Jon se acercó a la entrada principal. Un gran cartel, con mucho texto, estaba sujeto a la pesada puerta de roble.

—No lo leas —le advirtió Katherina—. Es demasiado largo, y le darías una ventaja muy grande.

Jon asintió y miró para otro lado mientras buscaba la aldaba. Los golpes repetidos resonaron en toda la zona. Jon se inclinó sobre la puerta tratando de percibir algún sonido del interior. No oyó nada. Miró a Katherina y sacudió la cabeza. Llamó otra vez, en esta ocasión un poco más fuerte.

Katherina se acercó a una de las ventanas y trató de mirar en su interior. Un paño oscuro le impedía examinar el cuarto. Intentó con las otras ventanas que daban al patio, pero todas habían sido cubiertas con cortinas, muebles o estaban tapiadas.

—¡Hola! —gritó Jon desde la puerta—. ¿Hay alguien en casa?

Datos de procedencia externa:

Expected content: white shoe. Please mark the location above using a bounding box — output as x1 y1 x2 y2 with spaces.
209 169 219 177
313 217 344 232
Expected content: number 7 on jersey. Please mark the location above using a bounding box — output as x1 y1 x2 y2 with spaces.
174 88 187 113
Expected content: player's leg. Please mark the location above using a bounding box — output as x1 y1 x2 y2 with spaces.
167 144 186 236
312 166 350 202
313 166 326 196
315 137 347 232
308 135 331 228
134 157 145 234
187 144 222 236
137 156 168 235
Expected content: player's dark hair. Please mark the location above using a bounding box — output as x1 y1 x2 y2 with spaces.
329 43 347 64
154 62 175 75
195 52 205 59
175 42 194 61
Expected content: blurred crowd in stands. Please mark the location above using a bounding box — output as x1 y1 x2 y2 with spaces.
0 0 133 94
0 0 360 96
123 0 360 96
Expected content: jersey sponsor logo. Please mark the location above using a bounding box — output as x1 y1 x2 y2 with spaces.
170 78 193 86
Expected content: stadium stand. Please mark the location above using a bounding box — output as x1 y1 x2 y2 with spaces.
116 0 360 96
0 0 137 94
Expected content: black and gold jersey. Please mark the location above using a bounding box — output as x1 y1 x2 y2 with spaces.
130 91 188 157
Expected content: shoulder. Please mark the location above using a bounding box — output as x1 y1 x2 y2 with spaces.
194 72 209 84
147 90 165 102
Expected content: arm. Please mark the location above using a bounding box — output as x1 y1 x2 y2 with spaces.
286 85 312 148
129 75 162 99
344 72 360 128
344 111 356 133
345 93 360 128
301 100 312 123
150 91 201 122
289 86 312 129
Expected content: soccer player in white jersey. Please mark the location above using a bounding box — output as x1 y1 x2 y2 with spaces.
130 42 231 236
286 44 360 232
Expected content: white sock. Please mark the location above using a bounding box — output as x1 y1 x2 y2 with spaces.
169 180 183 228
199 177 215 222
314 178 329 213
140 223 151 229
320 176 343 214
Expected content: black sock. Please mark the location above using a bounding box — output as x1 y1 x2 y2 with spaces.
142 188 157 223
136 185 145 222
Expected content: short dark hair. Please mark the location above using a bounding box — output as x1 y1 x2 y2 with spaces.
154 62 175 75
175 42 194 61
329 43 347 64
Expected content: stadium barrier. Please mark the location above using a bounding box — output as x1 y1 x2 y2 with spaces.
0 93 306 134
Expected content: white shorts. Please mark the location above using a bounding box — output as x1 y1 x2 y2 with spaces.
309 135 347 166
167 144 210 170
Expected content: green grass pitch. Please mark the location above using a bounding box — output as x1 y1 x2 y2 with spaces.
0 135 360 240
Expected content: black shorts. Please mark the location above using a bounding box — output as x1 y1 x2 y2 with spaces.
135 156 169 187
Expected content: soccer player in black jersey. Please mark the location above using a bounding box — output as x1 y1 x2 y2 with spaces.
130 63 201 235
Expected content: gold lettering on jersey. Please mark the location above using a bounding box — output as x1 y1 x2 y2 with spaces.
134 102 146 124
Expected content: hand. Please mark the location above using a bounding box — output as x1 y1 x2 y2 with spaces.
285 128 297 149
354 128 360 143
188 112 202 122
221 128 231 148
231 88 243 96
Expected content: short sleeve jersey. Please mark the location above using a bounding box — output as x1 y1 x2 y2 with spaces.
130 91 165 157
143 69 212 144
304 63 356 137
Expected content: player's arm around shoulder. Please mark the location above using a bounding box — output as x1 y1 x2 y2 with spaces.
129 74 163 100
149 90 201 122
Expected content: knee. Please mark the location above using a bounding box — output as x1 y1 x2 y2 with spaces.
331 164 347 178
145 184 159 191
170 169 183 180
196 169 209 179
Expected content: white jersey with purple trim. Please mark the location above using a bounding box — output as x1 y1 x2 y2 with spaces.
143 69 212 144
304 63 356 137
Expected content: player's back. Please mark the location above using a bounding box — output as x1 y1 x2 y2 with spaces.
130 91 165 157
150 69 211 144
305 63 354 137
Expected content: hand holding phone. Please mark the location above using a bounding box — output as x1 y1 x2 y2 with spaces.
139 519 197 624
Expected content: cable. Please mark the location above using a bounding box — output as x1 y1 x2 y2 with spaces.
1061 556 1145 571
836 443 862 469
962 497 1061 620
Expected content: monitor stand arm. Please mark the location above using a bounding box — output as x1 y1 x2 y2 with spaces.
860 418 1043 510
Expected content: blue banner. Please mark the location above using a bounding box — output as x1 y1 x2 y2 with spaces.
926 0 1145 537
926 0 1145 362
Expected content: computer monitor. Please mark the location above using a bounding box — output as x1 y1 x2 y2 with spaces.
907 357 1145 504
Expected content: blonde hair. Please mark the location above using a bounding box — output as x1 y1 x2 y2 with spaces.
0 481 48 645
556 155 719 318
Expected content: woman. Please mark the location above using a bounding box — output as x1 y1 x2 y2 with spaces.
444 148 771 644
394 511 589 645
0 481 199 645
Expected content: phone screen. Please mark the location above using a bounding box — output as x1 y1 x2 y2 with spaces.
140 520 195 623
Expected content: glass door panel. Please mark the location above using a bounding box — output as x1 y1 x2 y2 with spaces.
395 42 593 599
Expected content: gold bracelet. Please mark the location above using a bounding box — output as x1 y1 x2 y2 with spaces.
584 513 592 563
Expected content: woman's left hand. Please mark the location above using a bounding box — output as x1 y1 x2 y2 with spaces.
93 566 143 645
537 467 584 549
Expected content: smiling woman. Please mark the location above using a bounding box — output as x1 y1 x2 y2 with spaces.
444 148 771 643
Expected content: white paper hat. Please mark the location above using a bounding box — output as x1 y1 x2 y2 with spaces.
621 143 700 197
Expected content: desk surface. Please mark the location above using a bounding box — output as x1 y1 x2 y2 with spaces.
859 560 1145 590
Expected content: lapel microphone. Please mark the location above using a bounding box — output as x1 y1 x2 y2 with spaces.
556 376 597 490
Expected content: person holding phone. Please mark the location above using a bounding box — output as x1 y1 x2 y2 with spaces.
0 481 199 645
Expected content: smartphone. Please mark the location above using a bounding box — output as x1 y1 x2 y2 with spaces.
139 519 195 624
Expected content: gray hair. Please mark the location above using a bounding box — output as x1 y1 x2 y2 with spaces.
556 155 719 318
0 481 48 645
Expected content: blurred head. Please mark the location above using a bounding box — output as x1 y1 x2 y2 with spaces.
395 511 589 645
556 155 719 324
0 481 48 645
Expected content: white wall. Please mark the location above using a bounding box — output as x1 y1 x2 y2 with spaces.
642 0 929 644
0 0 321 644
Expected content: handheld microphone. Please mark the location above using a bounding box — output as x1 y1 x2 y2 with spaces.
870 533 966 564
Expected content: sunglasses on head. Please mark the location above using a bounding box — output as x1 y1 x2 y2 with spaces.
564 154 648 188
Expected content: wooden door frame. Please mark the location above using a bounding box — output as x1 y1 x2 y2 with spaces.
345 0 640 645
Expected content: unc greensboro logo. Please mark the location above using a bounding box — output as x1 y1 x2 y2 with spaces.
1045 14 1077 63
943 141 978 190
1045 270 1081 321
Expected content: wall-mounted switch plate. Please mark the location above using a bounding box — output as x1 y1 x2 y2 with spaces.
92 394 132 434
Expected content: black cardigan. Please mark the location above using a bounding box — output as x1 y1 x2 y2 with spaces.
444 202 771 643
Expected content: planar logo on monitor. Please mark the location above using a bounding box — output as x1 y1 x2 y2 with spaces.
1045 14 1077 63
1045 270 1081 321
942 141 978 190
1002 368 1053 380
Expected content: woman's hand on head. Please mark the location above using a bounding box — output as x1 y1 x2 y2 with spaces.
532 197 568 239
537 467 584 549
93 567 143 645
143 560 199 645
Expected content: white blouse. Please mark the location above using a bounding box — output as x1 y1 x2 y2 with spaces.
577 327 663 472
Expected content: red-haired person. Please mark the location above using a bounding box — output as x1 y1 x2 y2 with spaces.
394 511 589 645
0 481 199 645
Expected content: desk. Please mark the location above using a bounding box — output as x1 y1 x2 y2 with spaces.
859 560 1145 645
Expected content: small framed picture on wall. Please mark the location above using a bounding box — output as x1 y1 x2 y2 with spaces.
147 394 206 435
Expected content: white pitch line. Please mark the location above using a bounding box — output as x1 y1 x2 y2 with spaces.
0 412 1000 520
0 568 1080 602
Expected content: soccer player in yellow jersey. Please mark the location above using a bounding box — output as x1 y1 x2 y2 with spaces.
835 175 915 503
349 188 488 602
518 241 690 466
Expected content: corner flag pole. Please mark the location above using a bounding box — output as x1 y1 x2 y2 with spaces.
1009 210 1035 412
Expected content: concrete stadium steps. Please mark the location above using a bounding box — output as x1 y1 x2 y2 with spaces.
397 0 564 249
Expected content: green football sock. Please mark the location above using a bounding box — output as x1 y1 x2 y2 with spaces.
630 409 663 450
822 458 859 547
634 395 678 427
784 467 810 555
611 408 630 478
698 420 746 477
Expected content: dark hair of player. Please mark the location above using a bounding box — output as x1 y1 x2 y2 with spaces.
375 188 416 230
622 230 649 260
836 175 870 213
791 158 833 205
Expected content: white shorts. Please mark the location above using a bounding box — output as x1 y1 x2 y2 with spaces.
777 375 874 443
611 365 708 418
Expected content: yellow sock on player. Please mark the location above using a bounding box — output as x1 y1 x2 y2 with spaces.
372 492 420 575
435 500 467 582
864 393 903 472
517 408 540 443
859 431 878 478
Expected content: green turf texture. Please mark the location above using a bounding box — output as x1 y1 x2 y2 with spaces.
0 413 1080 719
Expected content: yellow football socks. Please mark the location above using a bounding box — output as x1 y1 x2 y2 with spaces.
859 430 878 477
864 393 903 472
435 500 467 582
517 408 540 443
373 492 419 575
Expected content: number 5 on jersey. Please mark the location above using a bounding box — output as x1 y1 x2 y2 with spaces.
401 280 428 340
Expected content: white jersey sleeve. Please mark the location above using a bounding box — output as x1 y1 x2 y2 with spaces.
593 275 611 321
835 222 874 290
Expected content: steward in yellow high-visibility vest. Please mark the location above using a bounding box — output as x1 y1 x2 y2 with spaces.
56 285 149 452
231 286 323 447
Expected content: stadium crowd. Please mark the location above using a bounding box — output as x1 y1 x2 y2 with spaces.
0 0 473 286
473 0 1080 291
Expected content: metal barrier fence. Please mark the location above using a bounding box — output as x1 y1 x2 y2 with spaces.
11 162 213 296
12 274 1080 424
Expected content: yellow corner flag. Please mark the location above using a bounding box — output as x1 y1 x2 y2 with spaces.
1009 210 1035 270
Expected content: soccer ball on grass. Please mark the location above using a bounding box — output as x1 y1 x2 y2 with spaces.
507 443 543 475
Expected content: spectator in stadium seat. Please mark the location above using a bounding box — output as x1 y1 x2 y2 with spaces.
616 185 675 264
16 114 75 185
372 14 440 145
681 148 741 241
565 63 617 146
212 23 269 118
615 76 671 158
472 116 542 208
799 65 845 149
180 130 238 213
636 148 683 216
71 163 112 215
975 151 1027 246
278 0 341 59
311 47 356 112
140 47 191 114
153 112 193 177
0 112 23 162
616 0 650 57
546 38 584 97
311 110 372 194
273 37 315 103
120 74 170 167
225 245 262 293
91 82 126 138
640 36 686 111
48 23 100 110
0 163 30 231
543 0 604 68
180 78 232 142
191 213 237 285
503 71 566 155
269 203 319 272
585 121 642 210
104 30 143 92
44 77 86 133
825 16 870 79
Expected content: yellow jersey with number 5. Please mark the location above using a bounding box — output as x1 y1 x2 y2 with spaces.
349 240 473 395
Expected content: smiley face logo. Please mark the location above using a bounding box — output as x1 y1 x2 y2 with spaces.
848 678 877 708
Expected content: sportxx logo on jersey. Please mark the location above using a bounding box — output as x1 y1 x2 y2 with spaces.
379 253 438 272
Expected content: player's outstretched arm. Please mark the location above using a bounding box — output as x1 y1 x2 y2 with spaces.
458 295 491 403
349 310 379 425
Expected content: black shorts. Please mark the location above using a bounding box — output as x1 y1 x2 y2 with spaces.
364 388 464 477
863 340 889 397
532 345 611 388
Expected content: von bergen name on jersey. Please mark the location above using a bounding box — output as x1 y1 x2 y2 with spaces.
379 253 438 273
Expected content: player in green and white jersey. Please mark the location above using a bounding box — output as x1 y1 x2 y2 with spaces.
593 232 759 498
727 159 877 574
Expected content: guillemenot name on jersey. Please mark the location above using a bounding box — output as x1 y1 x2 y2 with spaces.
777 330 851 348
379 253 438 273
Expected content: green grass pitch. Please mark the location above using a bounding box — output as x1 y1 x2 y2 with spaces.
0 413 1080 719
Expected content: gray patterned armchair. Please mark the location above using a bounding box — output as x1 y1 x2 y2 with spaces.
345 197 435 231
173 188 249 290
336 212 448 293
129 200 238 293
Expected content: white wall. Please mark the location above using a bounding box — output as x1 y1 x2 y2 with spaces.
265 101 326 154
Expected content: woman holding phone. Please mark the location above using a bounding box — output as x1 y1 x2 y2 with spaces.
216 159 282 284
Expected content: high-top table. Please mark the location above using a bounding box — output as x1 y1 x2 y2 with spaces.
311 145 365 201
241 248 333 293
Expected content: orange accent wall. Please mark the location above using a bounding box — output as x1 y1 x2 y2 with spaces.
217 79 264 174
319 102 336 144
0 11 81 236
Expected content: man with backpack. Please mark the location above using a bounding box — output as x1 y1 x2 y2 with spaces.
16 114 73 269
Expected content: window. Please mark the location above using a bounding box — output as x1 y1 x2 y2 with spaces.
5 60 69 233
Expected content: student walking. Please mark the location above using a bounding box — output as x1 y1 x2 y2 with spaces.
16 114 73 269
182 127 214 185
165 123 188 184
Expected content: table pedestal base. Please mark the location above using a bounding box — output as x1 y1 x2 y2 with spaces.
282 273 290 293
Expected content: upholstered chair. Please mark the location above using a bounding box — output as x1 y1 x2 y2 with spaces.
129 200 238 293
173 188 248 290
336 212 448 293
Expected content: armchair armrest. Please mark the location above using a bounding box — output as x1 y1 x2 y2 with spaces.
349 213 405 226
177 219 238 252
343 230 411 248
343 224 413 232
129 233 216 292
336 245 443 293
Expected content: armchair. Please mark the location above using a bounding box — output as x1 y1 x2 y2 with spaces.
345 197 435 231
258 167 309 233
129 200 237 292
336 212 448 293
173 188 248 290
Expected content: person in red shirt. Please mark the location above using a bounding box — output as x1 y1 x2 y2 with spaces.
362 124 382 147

A Katherina le dio la sensación de percibir una sombra en una de las ventanas vacías del edificio con el tejado derrumbado. Despacio, comenzó a caminar hacia lo que posiblemente había sido el establo. Volvió a percibir la sombra, esta vez detrás de un cristal tan asquerosamente sucio que resultaba imposible distinguir de qué o quién se trataba.

—Jon —le llamó en voz baja mientras seguía andando hacia el establo.

Jon dejó el portón y se acercó a ella.

—¿Sí?

Por toda respuesta, Katherina señaló el establo.